E a proposito del suo mestiere: «Sull’attore aveva ragione Diderot: conta più l’intelletto del sentimento. E aveva ragione Anna Magnani, suprema quando passava dal riso al pianto». Paolo Poli andò un giorno a vedere girare il film Bellissima. Entrò nel camerino della protagonista, la Magnani appunto, e sentì: «Trucco: lacrime». E poi: «E che me guardi, non devo piagne io, devono piagne gli altri». Di Carmelo Bene conserva un ricordo affettuoso: «Anche quando era ubriaco entrava e ti strappava il cuore». Poli è tagliente con le attricette di oggi: «Nell’epoca dell’immagine, a una Rina Morelli viene preferita un’oca giuliva, perché telegenica e soavemente cialtrona, mentre stappa le bottigliette nell’ultimo spot». Scrive poi che Marlon Brando aveva l’handicap della voce, così somigliante a quella di Donald Duck. Quindi «veniva doppiato con timbro stentoreo». Bell’uomo? Indubbiamente, col suo fisico “piccolo”. Lo incontrò a casa di Zeffirelli: «Era carino: mascella volitiva e un repertorio di gesti appresi alla scuola di Strasberg. Se lo chiamavi, lentamente alzava lo sguardo e ti fissava tra il macho e il languido. Un po’ come Greta Garbo. Solo che la Garbo aveva inventato il linguaggio del corpo nel cinema: la palpebra che si abbassa e vela il pensiero, la mano che tira indietro i capelli: sembrava una statua di Brancusi».
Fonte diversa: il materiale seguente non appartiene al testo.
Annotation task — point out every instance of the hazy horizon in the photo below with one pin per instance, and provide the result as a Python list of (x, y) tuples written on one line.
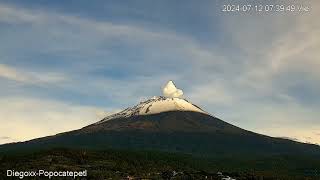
[(67, 64)]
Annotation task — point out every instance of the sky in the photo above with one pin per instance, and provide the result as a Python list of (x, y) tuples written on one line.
[(67, 64)]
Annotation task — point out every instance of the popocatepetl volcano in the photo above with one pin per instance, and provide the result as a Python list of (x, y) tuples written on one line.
[(169, 123)]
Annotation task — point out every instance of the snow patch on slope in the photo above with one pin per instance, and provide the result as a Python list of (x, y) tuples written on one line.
[(155, 105)]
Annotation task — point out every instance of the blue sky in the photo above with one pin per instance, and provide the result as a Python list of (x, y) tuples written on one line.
[(66, 64)]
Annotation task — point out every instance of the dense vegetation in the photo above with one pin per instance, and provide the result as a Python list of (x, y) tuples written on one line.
[(119, 164)]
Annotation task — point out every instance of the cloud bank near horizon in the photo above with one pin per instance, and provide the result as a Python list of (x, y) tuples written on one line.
[(259, 72)]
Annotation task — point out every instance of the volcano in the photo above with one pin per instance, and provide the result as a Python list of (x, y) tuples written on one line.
[(169, 123)]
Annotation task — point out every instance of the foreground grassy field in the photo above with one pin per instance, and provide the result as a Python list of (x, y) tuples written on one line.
[(122, 164)]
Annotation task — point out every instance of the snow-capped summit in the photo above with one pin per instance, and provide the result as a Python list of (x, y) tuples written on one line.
[(171, 91), (171, 101), (156, 105)]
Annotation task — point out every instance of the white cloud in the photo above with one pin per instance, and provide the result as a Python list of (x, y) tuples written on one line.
[(24, 118), (170, 90)]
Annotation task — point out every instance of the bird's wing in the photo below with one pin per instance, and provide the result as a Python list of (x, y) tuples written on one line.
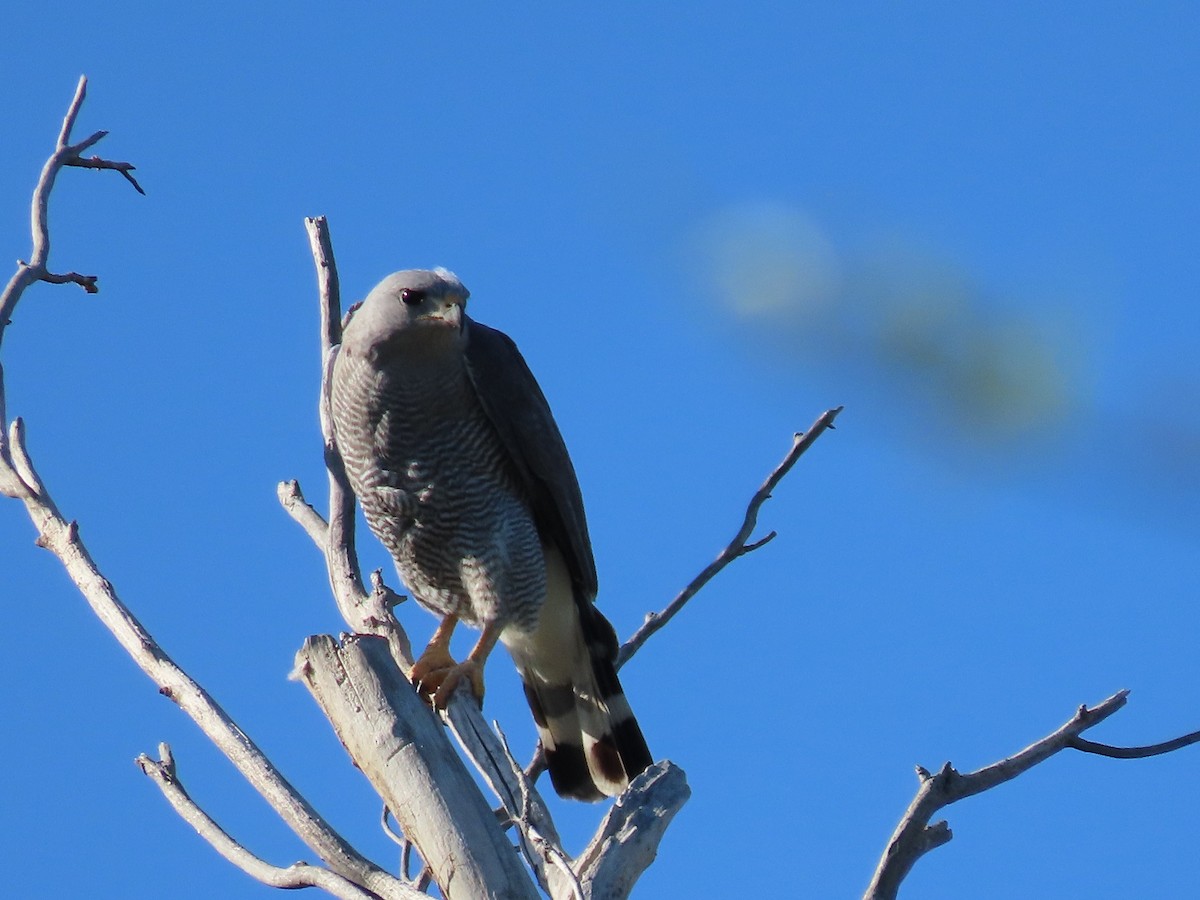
[(517, 409)]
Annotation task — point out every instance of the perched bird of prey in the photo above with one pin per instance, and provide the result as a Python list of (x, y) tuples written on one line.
[(463, 475)]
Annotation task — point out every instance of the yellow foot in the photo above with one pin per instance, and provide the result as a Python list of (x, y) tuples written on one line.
[(432, 667), (448, 679)]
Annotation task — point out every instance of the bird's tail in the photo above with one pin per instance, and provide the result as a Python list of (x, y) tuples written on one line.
[(593, 743)]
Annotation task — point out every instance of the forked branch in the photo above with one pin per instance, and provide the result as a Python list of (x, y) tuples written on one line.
[(739, 546), (19, 480), (915, 835)]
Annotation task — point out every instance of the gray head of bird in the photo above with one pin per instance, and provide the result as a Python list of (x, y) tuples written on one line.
[(420, 305)]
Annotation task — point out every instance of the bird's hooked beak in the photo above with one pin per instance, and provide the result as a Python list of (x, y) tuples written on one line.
[(448, 310), (453, 307)]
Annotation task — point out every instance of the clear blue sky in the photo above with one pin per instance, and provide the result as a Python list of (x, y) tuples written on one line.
[(975, 228)]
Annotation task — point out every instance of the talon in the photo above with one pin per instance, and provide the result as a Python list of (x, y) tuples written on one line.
[(450, 679), (432, 669)]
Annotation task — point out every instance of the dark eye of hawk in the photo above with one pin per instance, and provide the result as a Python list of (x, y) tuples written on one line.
[(412, 297)]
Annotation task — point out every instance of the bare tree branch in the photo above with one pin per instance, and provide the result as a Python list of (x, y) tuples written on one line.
[(737, 547), (19, 479), (915, 835), (298, 875), (1133, 753), (399, 744), (544, 853), (65, 154), (629, 837)]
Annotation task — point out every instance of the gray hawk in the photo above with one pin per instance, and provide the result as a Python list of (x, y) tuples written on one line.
[(462, 474)]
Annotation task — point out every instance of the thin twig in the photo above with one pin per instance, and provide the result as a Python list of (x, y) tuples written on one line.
[(298, 875), (1133, 753), (915, 835), (19, 479), (538, 849), (95, 162), (737, 547), (65, 154)]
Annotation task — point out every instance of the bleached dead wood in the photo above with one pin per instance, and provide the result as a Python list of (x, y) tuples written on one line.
[(399, 744), (19, 480)]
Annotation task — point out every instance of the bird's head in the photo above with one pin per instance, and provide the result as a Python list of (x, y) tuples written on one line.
[(425, 305)]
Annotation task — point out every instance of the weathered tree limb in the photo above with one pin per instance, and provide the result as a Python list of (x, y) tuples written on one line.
[(629, 837), (397, 743), (741, 544), (298, 875), (915, 835), (19, 479)]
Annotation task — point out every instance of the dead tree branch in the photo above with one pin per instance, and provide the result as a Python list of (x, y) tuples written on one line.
[(19, 480), (739, 546), (915, 835), (397, 743), (298, 875)]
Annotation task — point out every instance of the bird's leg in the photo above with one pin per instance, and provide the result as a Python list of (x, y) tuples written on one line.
[(435, 661), (471, 669)]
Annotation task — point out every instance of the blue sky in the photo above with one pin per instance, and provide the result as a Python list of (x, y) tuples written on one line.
[(972, 227)]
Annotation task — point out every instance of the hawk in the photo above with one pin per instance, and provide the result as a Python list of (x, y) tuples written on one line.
[(462, 474)]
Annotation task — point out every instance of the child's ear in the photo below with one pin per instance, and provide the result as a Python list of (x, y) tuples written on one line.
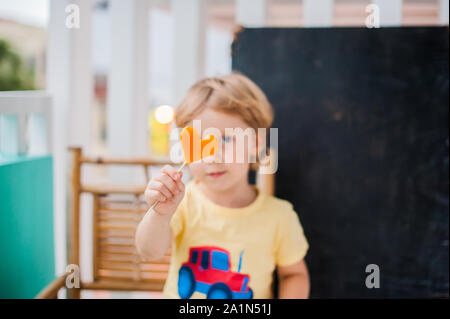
[(260, 142)]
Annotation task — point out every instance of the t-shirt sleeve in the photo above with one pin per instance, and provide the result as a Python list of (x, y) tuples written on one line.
[(291, 244), (177, 223)]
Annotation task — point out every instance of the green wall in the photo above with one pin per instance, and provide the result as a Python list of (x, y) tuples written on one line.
[(26, 226)]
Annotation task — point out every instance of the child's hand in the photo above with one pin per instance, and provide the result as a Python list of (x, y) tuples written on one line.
[(167, 188)]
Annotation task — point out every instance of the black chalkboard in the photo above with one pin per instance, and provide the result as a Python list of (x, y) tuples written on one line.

Con Laura Betti si divertì molto, anche se «era una rompicogliona, anche perché quelle donne di allora erano delle virago, altrimenti non le avrebbero lasciate vivere». E sempre a proposito dell’attrice, amica di Pasolini: «Io e Laura eravamo tra le poche ossigenate, assieme a Corrado Pani: andava il biondo svedese… eravamo bellissime… s’andava su nelle case, si faceva le pazze e si cantava». E, a quei tempi, osserva Poli, portare amici a casa «era la cosa più naturale del mondo… non si conoscevano neanche le persone, ma tutti ci accoglievano. “Avanti, avanti!”, e noi arrivavamo, due bionde uguali». Paolo Poli non si censura, nei ricordi: «Laura era insopportabile, però geniale».

L’attore fiorentino, nato nel ’29, ha buona cultura, come dicevamo. «A scuola – e a questo punto c’è una velata critica sugli allievi di oggi – si sbranava tutto. Si faceva brani di quello e di quell’altro, brani del Tasso, brani dell’Ariosto… io leggevo di tutto… anche romanzi un po’ porcelloni». Per esempio un testo di Joaquin Belda che «straripava di metafore, parlava del triangolo d’amore, alternando il linguaggio aulico e popolare… m’intrigava quella suocera di Tarquinio sdraiata su una pelle di leopardo con le intimità al vento. Il romanzo cominciava con tutto un uuh e un aah, con la signora nuda». Ha “adorato” Moravia: «Siamo tutti figli di un secolo che, con la signora Bovary, i sogni di Freud, L’uomo senza qualità e i Sei personaggi, si apre nel segno dell’incertezza suprema. Ci troviamo a nostro agio là dove il dubbio martella e il nulla avanza». Una precisazione, che reputa doverosa: «Posso anche commuovermi per il necrologio che Garboli fa di Longhi, mio professore… ma l’ultimo grido letterario, quello no davvero. C’è più trasgressione nei Fiori del male che in certi trasgressori di oggi». Fa notare poi che «prima c’era più tempo per leggere. Comunque io a luglio e agosto dico a tutti che vado in Scandinavia e mi metto a letto con Dante Alighieri, con l’Ariosto e il Tasso. E in compagnia bella sto proprio bene».